Early active rehabilitation was performed in this study according to the guidelines. The association of the duration of urinary-catheter-placement and the amount of PA with the occurrence of HAD in HF patients suggests that the hospital environment is related to HAD. Therefore, longer catheter retention periods may be associated with low mobility.

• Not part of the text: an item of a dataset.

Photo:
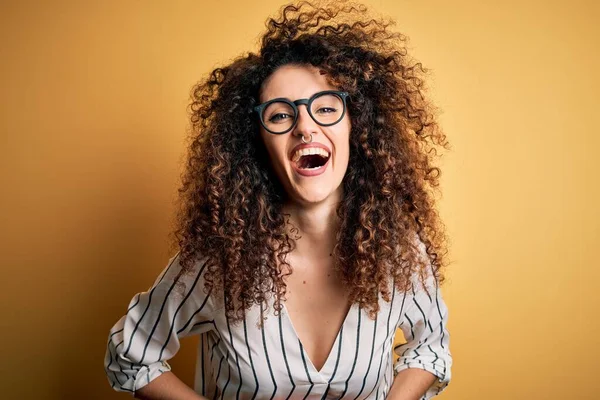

The main purpose of urinary-catheter-placement is strict fluid management during acute medical care [28]. In their investigation of HAD-related factors in older patients with severe acute illness, Zisberg et al [29] reported that excretory function during hospitalization was associated with the incidence of HAD. In HF patients, prolonged urinary-catheter-placement may indicate acute treatment or poor excretion control. Our results suggested that while the use of a urinary-catheter-placement enabled proper fluid management, it also reduced opportunities for PA and movement associated with toilet movement. Therefore, a decrease in ADL was observed in BI items related to decreased PA and ability to move. In addition, the median number of steps per day and moderate-intensity PA time during hospitalization were lower in the HAD group than those in the non-HAD group.

Compared to the non-HAD group, there were no significant differences in the rehabilitation start date and rehabilitation implementation time in the HAD group, suggesting that the amount of PA during the period other than rehabilitation was the main factor.

The results of this study similar to several prior studies reported that ≥ 50% of hospitalized among older patients do not walk outside their room except during rehabilitation or medical examinations [30, 31]. Goto et al [32] reported that HAD occurred in several diseases associated with cognitive impairment, frailty, and low physical function. A previous study reported that improvement in ADL is not possible among older patients with frailty, even if early rehabilitation is performed during hospitalization, due to their living environment before hospitalization [33]. Thus, comprehensive frailty evaluation from the early stage of hospitalization is important for understanding the risk of developing HAD.

This study had several limitations. First, the survey period was short, and the number of cases was small; therefore, a detailed examination of the deduction and subordinate items was not possible. Second, the ADLs at discharge were determined based on BI calculated by physiotherapists and nurses, whereas the ADL before admission was based on interviews with the subjects and their families. Therefore, in severe HF patients, it was possible that the evaluation of ADL due to mixed signs of HF led to the results of this study. Additionally, mobility exercises were only physiotherapeutic interventions. It is still unclear whether the results will differ upon addition of other rehabilitation therapies. Further research is needed to determine whether this will help older patients with severe HF to return to baseline ADL levels. It seems optimal exercise progression PA management may be also required to prevent the HAD particularly among older HF patients prolonged hospitalization. This study showed that older and frail HF patients take time to return to baseline physical functions. Thus, HAD cases are needed to return the ADL levels of before admission early through continued rehabilitation after discharge. Finally, we hope that future studies would have a larger sample size and allow more robust analyses of the comorbidities, clinical characteristics, and incidence of HAD among older HF patients.

Conclusions

HAD occurred in 41% of older HF patients. In addition, less PA and a longer urinary-catheter-placement time were associated with HAD.